Не могу пройти мимо таких неловких мест в Вашем повествовании,
«Наступили дни туманов, но не чужих, хорошо мне знакомых и никогда не забываемых чёрно-жёлтых туманов Лондона, а прозрачных, серо-розовых, сибирских — нашенских и родных, как эти таблички, и ржавая проволока, и вышки».
Колючая проволока, таблички на сторожевых вышках с надписью: «Огневая зона. Часовой стреляет без предупреждения», — и это нашенское, родное! Помилуйте, неужели больше не с чем ассоциировать сибирские туманы, чтобы сделать их родными, нашенскими, как с этими аксессуарами?

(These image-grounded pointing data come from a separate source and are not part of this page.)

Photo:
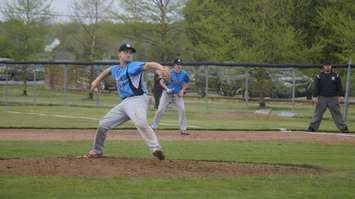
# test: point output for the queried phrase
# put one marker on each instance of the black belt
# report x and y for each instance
(132, 96)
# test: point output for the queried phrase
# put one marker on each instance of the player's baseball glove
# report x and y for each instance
(165, 73)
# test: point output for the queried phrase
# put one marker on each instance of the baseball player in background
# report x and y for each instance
(328, 93)
(173, 92)
(134, 105)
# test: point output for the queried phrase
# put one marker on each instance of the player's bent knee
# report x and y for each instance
(104, 125)
(141, 125)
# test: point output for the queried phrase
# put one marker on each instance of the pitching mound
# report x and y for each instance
(110, 167)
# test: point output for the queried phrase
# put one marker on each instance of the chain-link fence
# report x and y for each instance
(216, 88)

Или: «Это была в миниатюре вся наша страна». И такое — об исправительно-трудовом лагере со всеми его описанными Вами мерзостями! Выходит, что если он, этот лагерь — микрокосмос, то вся наша страна — макрокосмос, огромный сплошной исправительно-трудовой лагерь. Из контекста и по всему ходу повествования видно, что этого вы не хотели сказать, но фраза обронена неловко, неосторожно.
Развивая дальше в «Человечности» мысль о лагере как о «мирке, который только в уменьшенном виде отражал всё окружающее, как маленькая капля воды отражает огромное солнце», Вы, однако, не показываете, как в этой капле была отражена такая громадина нашей истории, как Великая Отечественная война. И к чему в довершение ко всем чрезмерностям наготы такое эпатирование «читающей публики».
«В это утро я делал вливание больным сифилисом. Они выстроились гуськом со спущенными штанами и по очереди подставляли болтающиеся сзади пустые мешочки, в которые я втыкал длинную и толстую иглу, снимал с неё шприц и минуту ждал, не покажется ли кровь, если всё было в порядке, то вводил в мышцу густую оранжевую жидкость. Больных было около двадцати человек, и дело продвигалось небыстро».
Буду рад, если мои замечания помогут Вам самокритично посмотреть ещё раз на своим рукописи и изъять из них то, что дисгармонирует с их лучшими фрагментами. А чем их дополнить из Вашей богатейшей сокровищницы переживаний и воспоминаний, думается, Вы сами сообразите лучше меня и кого-либо другого.
Уважающий Вас П.Чагин.
12 марта 1965 г.
Полагаю, что пропорция три к одному точно отражает соотношение сил в редакциях: дух сталинизма, желание «тащить и не пущать» и поклонение не подлежащему обсуждению положению, что писатель должен описывать не то, что есть, а то, что должно быть согласно официальной точке зрения, — всё это создаёт из литературных издательств мелкоячеистые сети, отсеивающие «крамолу» и пропускающие в печать не то, что полезно, талантливо или интересно, а то, что политически выгодно сталинистам, их режиму и их партии.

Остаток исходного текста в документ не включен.